Os US$260 milhões cobririam o "custo" para o "trabalho" de tráfico de influência para viabilizar a criação da supertele - que ainda depende de mudanças na legislação em vigor. Segundo a PF, Opportunity e Citi deveriam arcar cada um com US$130 milhões. Em uma conversa telefônica grampeada, dia 26 de março, entre Greenhalgh e Humberto Braz (braço direito de Dantas, que está preso), a PF constata que a proposta pendente era do Citi, que envolvia um terço do valor da Telemig. Seria "o equivalente a US$110 milhões, mas os lobistas insistem em receber do Citi a quantia de US$130 milhões para conseguir a efetivação do negócio junto ao governo federal, chegando à diferença de US$20 milhões", segundo análise policial.

A divergência para a efetivação do acordo não estava no valor do negócio, acertado em US$6,7 bilhões, e sim em quanto cada parte interessada estaria disposta a pagar para a criação da supertele. A PF diz que os US$260 milhões "possivelmente irão constituir caixa 2 de alguma campanha eleitoral". O relatório, de março, frisa ainda que, como não existe na legislação autorização para a fusão das operadoras de telefonias envolvidas, "os lobistas estão atuando para que o negócio, que já se concretizou de fato, seja autorizado pelo governo federal como de direito e, para isso, cobram o seu preço".

Em outras gravações, Greenhalgh, Braz e Guilherme Sodré - classificados pela PF em outro relatório como o trio encarregado dos lobbies junto ao governo - citam nomes poderosos: a ministra da Casa Civil, Dilma Rousseff (identificada como Margaret, em alusão à dama-de-ferro Margaret Tatcher), o ministro da Integração Regional, Geddel Vieira Lima, e o chefe de gabinete de Lula, Gilberto Carvalho.

Em um diálogo monitorado pela PF, dia 13 de março, Greenhalgh diz a Braz que recebeu um recado de Dilma, com referência à venda da Br Telecom: "Diga ao Greenhalgh que eu não quero falar sobre o assunto, que o governo já se meteu demais sobre esse assunto. Esse assunto é para morrer mesmo". Nos encontros que o grupo diz ter tido com a ministra, a PF registrou que checou a agenda de Dilma: ela estaria livre nos momentos citados pelo petista.
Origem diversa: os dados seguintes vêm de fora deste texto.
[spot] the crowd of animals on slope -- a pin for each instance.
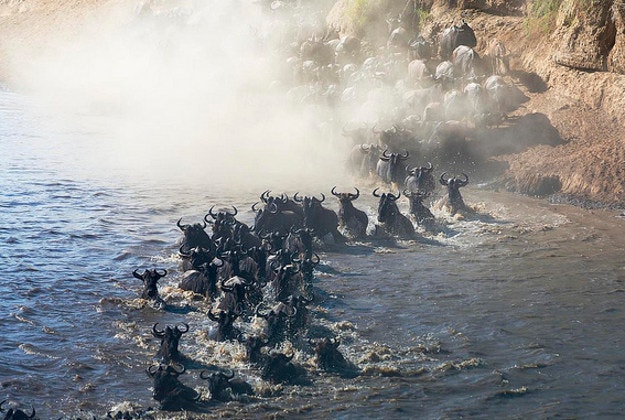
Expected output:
(436, 96)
Os relatórios também indicam que o grupo afirma ter sido informado pelo senador Heráclito Fortes (DEM) de que, embora seja da oposição, ele foi a plenário defender a ministra dos ataques por causa do chamado dossiê FHC, alvo de ataques contra Dilma na época. O senador teria defendido a ministra a pedido do grupo de Dantas.

Na mesma análise em que aponta o suposto dinheiro para caixa dois, a PF afirma que "não há como afirmar a existência de autoridades federais (com foro privilegiado) envolvidas, por isso, até o momento, os lobistas estão vendendo aos interessados pelo negócio possível e pretendem atuar como tráfico de influência de ministros de Estado, talvez com a participação de deputado federal ou senador da República, que não são objeto dessa investigação". A afirmação "não são objeto dessa investigação" aparece em negrito. Caso um dos investigados fosse autoridade pública, a investigação não poderia mais ser tocada sem autorização prévia do Supremo Tribunal Federal (STF).

Em seus relatórios, a PF diz que Greenhalgh, Braz e Sodré devem ser acusados pelo menos por formação de quadrilha e tráfico de influência e, futuramente, por corrupção. Greenhalgh tem alegado que presta serviços advocatícios para Dantas, mas segundo a PF, "os serviços prestados a Daniel Dantas passam longe da assessoria jurídica (...) é provável que exista um contrato de prestação de serviços advocatícios para justificar os pagamentos que recebe". O petista foi procurado pela reportagem ontem, para falar sobre o caso, mas não respondeu aos pedidos de entrevista.